Proof. By making a substitution $y=6-x$, we get $$I=\int_4^2 -\frac{f(6-y)}{f(y)+f(6-y)}\,dy=\int_2^4 \frac{f(6-y)}{f(y)+f(6-y)}\,dy.$$

Therefore $$\begin{align*}2I&=\int_2^4 \frac{f(x)}{f(x)+f(6-x)}dx+\int_2^4 \frac{f(6-y)}{f(y)+f(6-y)}dy\\ &=\int_2^4 \frac{f(x)}{f(x)+f(6-x)}dx+\int_2^4 \frac{f(6-x)}{f(x)+f(6-x)}dx=\int_2^4 1\,dx =2.\end{align*}$$

Edit. In the last part, $y$ is a dummy variable and can be changed to $x$ or any other variable you like.

Edit2. If you don't like the same $x$ being used, you could use another variable, say $s$, so that with two substitutions $$\begin{align*}2I&=\int_2^4 \frac{f(x)}{f(x)+f(6-x)}dx+\int_2^4 \frac{f(6-y)}{f(y)+f(6-y)}dy\\ &=\int_2^4 \frac{f(s)}{f(s)+f(6-s)}ds+\int_2^4 \frac{f(6-s)}{f(s)+f(6-s)}ds=\int_2^4 1\,ds =2.\end{align*}$$

Solution 2:

$ \int^a_b f(x)\,dx $ = $ \int^a_b f(a+b-x)\,dx $ We can prove this by changing the dummy variable x to a+b-x, we get the integrand as $-f(a+b-x)\,dx$ and by changing the limits accordingly with $a+b-b$ and $a+b-a$, i.e.

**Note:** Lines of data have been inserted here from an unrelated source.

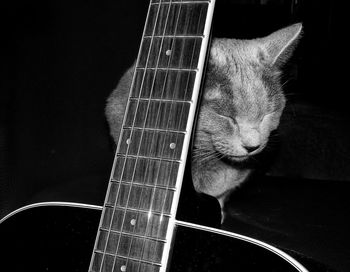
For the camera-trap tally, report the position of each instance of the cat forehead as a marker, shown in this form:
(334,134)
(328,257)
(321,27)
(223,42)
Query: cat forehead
(225,51)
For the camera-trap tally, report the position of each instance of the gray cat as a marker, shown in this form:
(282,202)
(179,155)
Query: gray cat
(242,103)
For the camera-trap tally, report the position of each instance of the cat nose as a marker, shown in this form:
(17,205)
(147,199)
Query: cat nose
(251,148)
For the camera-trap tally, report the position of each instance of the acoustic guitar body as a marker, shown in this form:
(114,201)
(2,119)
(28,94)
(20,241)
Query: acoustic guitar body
(60,237)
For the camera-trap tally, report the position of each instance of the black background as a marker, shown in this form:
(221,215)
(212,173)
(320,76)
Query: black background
(60,60)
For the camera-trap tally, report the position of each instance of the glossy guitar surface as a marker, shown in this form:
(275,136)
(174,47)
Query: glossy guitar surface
(60,237)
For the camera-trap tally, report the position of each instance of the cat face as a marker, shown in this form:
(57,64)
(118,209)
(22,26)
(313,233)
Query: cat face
(242,101)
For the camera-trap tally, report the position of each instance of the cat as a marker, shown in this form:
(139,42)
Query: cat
(242,103)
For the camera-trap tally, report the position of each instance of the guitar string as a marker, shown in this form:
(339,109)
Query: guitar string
(164,141)
(146,172)
(131,133)
(184,97)
(143,129)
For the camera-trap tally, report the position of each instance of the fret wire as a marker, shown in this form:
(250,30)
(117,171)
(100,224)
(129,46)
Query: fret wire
(167,69)
(134,121)
(161,45)
(160,100)
(131,258)
(182,2)
(146,185)
(154,130)
(135,235)
(177,36)
(147,157)
(139,210)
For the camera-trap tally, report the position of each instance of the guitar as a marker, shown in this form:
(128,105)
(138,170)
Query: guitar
(138,227)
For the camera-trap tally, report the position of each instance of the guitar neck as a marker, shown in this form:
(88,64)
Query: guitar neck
(138,218)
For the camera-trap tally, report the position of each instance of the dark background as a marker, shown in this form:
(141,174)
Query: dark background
(61,60)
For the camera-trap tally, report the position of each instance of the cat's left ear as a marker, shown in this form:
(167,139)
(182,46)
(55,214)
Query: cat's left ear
(277,48)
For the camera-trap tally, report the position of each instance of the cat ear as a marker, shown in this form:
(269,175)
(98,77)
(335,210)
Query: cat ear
(277,48)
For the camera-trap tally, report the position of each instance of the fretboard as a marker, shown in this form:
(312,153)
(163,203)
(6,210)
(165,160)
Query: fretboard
(138,217)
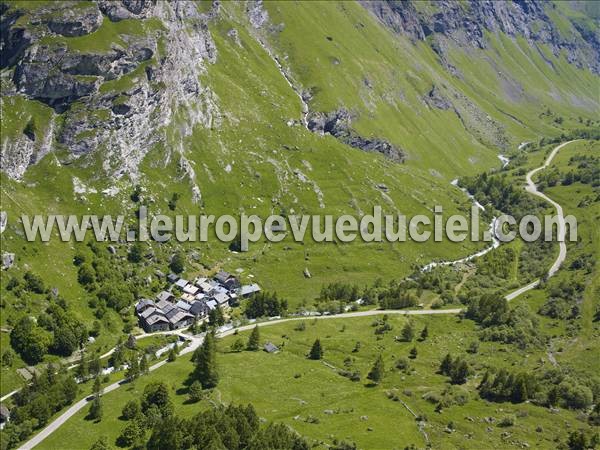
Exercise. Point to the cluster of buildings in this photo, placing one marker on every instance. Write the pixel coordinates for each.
(186, 301)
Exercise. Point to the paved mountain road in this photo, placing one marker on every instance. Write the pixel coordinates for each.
(196, 341)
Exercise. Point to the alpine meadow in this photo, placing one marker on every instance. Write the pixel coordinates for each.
(279, 224)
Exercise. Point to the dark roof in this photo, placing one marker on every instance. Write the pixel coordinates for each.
(164, 295)
(142, 304)
(156, 318)
(271, 348)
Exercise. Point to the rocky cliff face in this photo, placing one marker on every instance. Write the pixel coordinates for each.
(117, 74)
(117, 98)
(466, 23)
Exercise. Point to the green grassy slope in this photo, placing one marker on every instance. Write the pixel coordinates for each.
(265, 155)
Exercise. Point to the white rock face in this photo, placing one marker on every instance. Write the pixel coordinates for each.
(167, 95)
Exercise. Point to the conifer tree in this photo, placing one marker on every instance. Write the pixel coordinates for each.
(446, 365)
(377, 371)
(408, 332)
(413, 353)
(254, 340)
(206, 363)
(316, 352)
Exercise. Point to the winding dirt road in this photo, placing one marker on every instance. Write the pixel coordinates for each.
(196, 341)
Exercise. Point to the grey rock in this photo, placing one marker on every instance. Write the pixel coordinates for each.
(13, 40)
(76, 21)
(257, 14)
(435, 99)
(338, 125)
(467, 23)
(126, 9)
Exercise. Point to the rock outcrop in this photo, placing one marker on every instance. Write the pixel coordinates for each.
(126, 118)
(338, 124)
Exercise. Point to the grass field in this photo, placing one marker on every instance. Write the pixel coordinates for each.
(287, 387)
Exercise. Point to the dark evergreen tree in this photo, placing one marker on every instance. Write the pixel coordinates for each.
(316, 351)
(377, 371)
(206, 371)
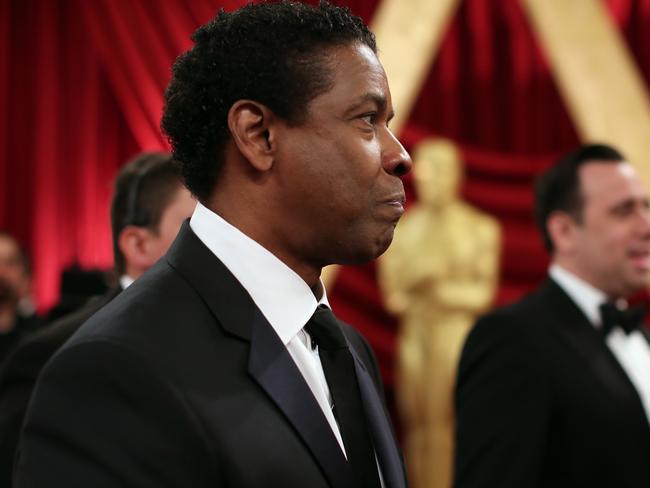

Now the integral becomes $-\int^b_af(a+b-x)dx$=$ \int^a_b f(a+b-x)dx $

The function given in the question satisfies the property that $f(x)+f(6-x)=1$. Let the integral be $I$ then $2I= \int^a_b f(x)\,dx+ \int^a_b f(a+b-x)dx=\int^a_b f(x)+f(a+b-x)\,dx=\int^a_b\,dx=a-b$, In your case $a-b=2$, hence $2I=2$. So $I=1$.